BY JENNIFER KUSAPA
PRINCIPAL Magistrate Augustine Aulanga has convicted the former RSIPF traffic Director in the Honiara Magistrate Court yesterday.
This is the case of Charles Solomon Habatia a former traffic director who was charged and tried for one count of conversion, contrary to section 278 (1) (c)(i) of the Penal Code.
In 2016, he held a title of a Police Superintendent and was the Operation Manager for Honiara city.
By virtue of his position, he was responsible for the formulation, coordination and management of police operations of various departments or units in the Honiara city.
Before June 2016, he applied for a Solomon Islands government money in a form of special imprest of $24,000 from the Ministry of Finance and Treasury. The application was approved and the money was raised and paid to the defendant. It was purposely to fund police operations within the Honiara city.
Prosecution in their allegation said that he did not use the whole of the $24,000 for the police operations. Instead, he fraudulently converted and used part of it for his own benefit. This occurred between 3rd of June to 31st of August 2016.
The prosecution said the accused retired the money in a spreadsheet and attached a number of receipts obtained from individuals and business entities. In the imprest retirement, he outlined certain transactions for various police operations under different departments like; the Liquor Unit, Criminal Response Unit and Naha Police. However, the Heads of these departments were not aware of such engagement or transactions. Those receipts in the prosecution’s case were false. They were produced by the defendant to deceive the Solomon Islands government in the retirement of the money.
Meanwhile the defendant denies the fraudulent conversion of the money. He remained silent and called no evidence for his case. He ardently emphasized in his closing submission that he did not receive the money at all and further denied any wrong doing on his part. He argued that there was no evidence to prove the allegation and therefore, he should be acquitted.
“I am mindful of the legal requirement that even if the defendant remains silent, the onus is on the prosecution to prove its case beyond reasonable doubt. If there is any doubt, the defendant must be given the benefit of that doubt.
“As I have mentioned earlier, the contested issue in this case is; whether or not the defendant has fraudulently converted part of the $24,000. In considering this issue, the following are the pertinent questions the court needs to consider. First, whether he converted part of the $24,000 to his own benefit. Second, if so, then whether or not he did so fraudulently and that is; (a) without the consent of the Solomon Islands government (b) knowing that he has no such consent (c) not honestly believing that he had any claim of right to the part of the money and (d) whether or not he intended to permanently deprive the Solomon Islands government of the part of the $24,000”, Magistrate Aulanga said.
Magistrate Aulanga said before addressing the question, it is pertinent for to make a finding on how much money out of the $24,000 has been used by the defendant for the police operations or its rightful purposes as established by the evidence.
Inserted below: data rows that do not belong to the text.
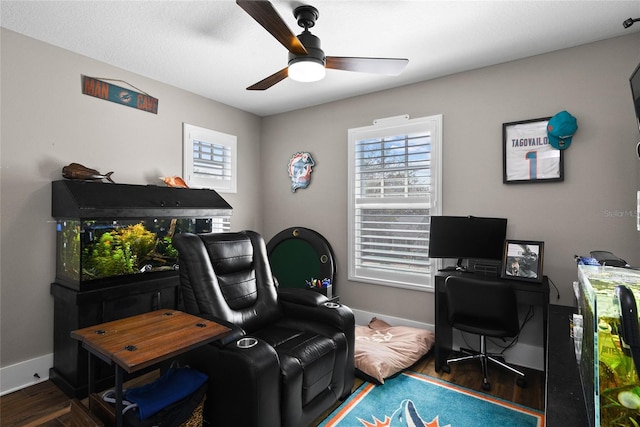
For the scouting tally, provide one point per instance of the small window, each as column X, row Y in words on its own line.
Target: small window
column 209, row 159
column 394, row 183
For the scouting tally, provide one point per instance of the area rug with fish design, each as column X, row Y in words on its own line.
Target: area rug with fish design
column 415, row 400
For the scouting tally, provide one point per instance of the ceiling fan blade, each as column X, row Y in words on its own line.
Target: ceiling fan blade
column 386, row 66
column 271, row 80
column 266, row 15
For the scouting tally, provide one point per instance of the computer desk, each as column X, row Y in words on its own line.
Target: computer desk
column 527, row 293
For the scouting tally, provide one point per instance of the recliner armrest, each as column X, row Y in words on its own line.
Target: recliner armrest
column 301, row 296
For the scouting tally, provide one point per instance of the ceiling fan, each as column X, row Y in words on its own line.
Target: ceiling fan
column 307, row 61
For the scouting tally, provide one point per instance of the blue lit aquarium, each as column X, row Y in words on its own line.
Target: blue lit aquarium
column 609, row 376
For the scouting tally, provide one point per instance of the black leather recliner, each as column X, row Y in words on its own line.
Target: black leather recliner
column 303, row 358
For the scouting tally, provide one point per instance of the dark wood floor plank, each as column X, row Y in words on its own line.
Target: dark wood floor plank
column 41, row 400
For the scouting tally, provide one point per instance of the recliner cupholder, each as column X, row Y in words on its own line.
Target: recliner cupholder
column 247, row 342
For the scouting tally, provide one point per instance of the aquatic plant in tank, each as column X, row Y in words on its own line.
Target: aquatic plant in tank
column 90, row 250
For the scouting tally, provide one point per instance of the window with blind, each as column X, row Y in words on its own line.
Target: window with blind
column 209, row 159
column 394, row 183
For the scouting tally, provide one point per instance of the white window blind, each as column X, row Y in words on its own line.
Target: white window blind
column 393, row 187
column 209, row 159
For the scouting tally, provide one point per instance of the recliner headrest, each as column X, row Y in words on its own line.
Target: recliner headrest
column 229, row 253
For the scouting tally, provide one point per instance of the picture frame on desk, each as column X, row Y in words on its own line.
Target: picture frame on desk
column 523, row 260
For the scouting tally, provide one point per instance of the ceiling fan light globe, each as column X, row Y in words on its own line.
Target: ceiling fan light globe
column 306, row 70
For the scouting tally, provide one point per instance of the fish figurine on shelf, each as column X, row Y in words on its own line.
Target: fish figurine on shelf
column 174, row 181
column 78, row 171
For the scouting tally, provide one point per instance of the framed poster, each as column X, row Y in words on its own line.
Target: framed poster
column 522, row 260
column 527, row 155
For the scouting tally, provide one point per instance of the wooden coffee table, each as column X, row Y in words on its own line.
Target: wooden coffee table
column 141, row 341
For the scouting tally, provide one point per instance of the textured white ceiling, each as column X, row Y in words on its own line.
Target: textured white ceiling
column 213, row 48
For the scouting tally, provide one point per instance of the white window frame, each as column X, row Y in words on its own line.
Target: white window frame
column 226, row 180
column 381, row 128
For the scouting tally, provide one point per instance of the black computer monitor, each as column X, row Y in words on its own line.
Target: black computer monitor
column 467, row 237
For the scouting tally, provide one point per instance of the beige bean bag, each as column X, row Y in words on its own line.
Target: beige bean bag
column 382, row 350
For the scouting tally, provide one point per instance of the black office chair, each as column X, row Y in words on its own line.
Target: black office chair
column 486, row 308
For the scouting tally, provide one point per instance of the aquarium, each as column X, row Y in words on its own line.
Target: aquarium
column 118, row 233
column 608, row 374
column 98, row 250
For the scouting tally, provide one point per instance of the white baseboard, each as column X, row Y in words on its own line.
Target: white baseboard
column 24, row 374
column 364, row 317
column 522, row 354
column 30, row 372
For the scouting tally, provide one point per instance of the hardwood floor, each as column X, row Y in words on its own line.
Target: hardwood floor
column 46, row 405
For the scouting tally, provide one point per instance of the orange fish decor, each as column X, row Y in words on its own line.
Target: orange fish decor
column 174, row 181
column 78, row 171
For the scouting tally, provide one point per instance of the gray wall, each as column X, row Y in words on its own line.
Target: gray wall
column 48, row 123
column 592, row 209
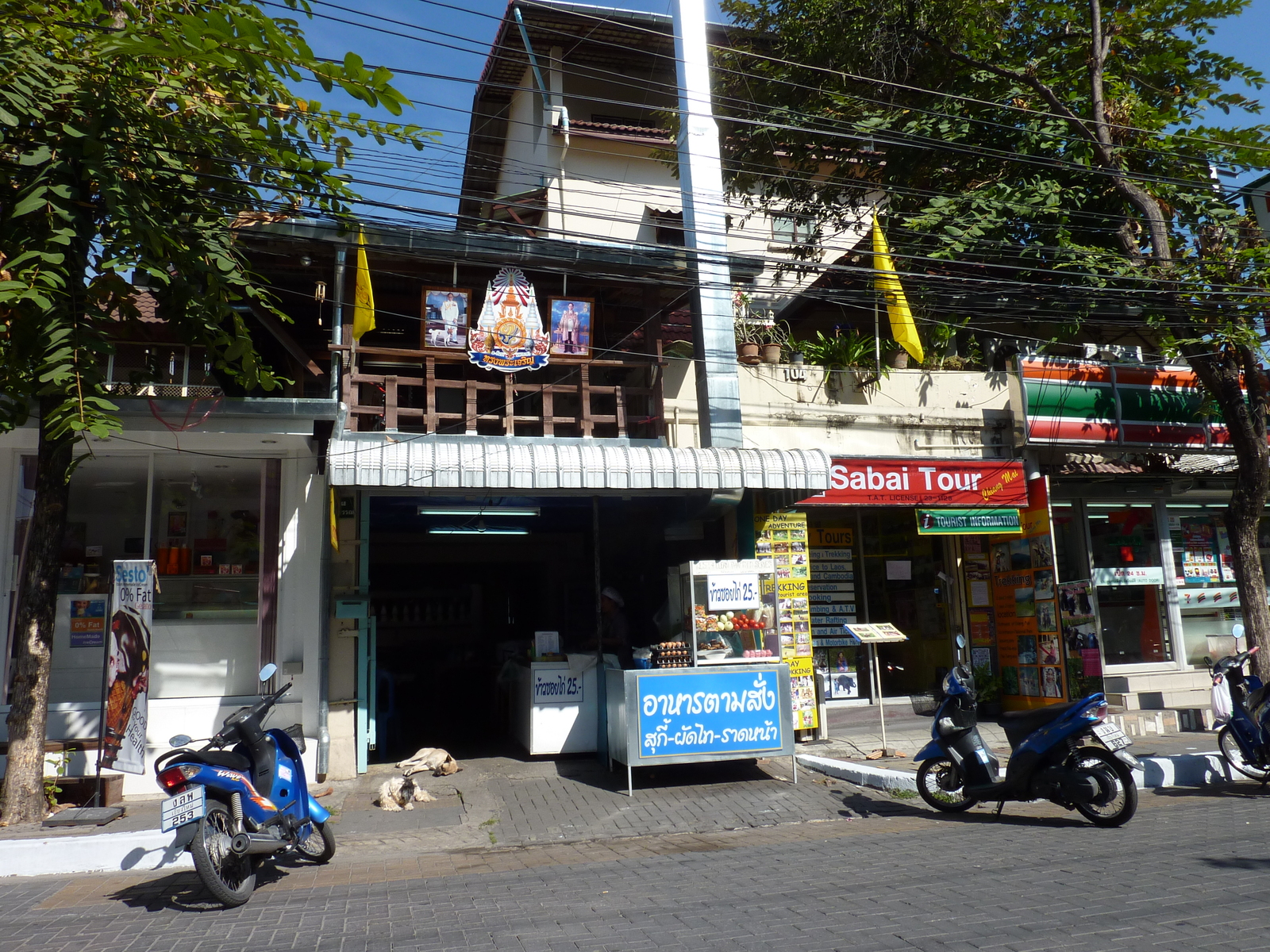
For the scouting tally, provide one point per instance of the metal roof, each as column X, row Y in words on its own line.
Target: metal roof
column 410, row 461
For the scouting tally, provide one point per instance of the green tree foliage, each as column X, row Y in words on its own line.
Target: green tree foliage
column 1056, row 158
column 137, row 137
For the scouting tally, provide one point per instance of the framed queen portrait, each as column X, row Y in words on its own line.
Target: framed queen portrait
column 444, row 319
column 571, row 328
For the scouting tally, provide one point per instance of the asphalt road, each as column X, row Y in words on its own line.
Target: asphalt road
column 1189, row 873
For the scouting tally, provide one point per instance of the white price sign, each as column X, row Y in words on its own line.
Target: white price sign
column 730, row 592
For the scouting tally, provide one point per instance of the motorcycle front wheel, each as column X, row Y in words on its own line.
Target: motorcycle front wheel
column 1119, row 793
column 943, row 786
column 319, row 846
column 1231, row 752
column 226, row 875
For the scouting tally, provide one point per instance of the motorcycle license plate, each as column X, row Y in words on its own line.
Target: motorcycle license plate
column 1111, row 736
column 187, row 806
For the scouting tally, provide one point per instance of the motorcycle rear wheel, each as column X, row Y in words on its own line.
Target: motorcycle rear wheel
column 1230, row 747
column 943, row 786
column 321, row 844
column 1123, row 801
column 226, row 875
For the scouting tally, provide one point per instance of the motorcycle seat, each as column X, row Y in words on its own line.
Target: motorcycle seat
column 1019, row 724
column 220, row 758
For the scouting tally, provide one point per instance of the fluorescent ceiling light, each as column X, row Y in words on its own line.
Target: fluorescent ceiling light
column 476, row 511
column 486, row 531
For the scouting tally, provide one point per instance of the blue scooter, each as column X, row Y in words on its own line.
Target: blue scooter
column 1245, row 740
column 233, row 808
column 1062, row 753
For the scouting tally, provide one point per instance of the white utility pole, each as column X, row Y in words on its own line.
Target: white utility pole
column 705, row 232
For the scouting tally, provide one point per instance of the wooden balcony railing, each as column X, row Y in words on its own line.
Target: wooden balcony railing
column 425, row 391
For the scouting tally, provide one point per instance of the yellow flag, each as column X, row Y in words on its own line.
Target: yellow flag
column 887, row 281
column 334, row 522
column 364, row 298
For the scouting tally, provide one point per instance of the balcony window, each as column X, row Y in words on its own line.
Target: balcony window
column 791, row 230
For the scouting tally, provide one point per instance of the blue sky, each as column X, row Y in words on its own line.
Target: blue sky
column 454, row 40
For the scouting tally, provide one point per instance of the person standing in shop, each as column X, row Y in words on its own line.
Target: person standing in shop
column 615, row 628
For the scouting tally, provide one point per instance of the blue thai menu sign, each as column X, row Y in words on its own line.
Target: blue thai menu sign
column 709, row 712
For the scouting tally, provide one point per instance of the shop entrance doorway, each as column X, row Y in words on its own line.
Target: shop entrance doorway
column 459, row 587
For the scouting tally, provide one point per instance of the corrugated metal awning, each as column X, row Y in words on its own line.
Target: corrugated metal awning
column 436, row 463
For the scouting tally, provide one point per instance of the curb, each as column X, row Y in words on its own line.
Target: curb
column 97, row 852
column 1156, row 774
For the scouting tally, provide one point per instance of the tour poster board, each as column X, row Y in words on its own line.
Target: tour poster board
column 1024, row 589
column 783, row 539
column 1077, row 617
column 803, row 693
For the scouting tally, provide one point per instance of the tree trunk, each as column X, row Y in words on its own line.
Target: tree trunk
column 1246, row 422
column 22, row 797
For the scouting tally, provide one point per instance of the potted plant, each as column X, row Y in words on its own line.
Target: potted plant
column 772, row 338
column 987, row 687
column 841, row 353
column 745, row 328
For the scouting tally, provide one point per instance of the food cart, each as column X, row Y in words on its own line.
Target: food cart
column 715, row 692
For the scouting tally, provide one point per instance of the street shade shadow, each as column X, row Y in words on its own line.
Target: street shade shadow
column 1238, row 790
column 184, row 892
column 864, row 806
column 594, row 774
column 1238, row 862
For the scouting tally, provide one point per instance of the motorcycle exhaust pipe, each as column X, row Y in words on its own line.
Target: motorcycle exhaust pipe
column 256, row 843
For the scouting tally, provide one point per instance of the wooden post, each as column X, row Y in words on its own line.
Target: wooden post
column 548, row 410
column 584, row 397
column 391, row 403
column 471, row 408
column 429, row 372
column 510, row 404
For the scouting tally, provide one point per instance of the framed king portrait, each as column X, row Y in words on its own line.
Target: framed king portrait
column 571, row 328
column 446, row 313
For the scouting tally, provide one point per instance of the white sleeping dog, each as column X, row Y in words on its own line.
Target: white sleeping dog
column 398, row 793
column 435, row 759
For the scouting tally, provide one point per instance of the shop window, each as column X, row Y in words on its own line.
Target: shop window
column 206, row 537
column 1206, row 594
column 1130, row 583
“In my view, these receipts look so fishy and very suspicious. Despite they have the business stamps, they are not convincing, questionable and utterly dubious. They are simply against the logic in issuing of receipts to customers in any business transaction. No reputable businesses like Professional Taxi Services and Technology Plus would do receipting in such manner.
“Another serious matter is this. I have noted that receipt exhibited 20 and 21 were issued by Professional Taxi Services and Technology Plus. These are two different business entities altogether. A closer look at their receipt numbers will show that they both used the same receipt book. Leaf 29 (0465729) of the same receipt book was issued by Technology Plus while leaf 74 (0465774) was issued by Professional Taxi Services. Under no circumstances this could happen in any business.
“Two different business entity cannot use the same receipt book. One must be different. Viewed in this, the inference I can draw here is; these are false receipts made up by the defendant himself to suit his own malevolent purpose”, Magistrate Aulanga said.
Magistrate Aulanga said the accused knew very well that it was given to him for that purpose, yet he made a conscious decision to use it for purposes other than what it was intended for.
He did not have any bonafide claim of right over that money since it was special imprest money. His action therefore deprives the Royal Solomon Islands Police as an agent of the State or even the Solomon Islands government as whole from the intended police operational services that money was committed or allocated for.
“In the absence of permission or approval from MOFT, is this not fraudulent conduct? I don’t think so, and therefore, I am satisfied that the vast array of evidence presented by the prosecution has overwhelmingly showed that he had a fraudulent mind when dealing with the money and therefore, converted part ($21,700.00) of the money to his own benefit.
“I find the prosecution has proven its case beyond reasonable doubt and accordingly convict the defendant, Charles Solomon Habatia, as charged”, Magistrate Aulanga said.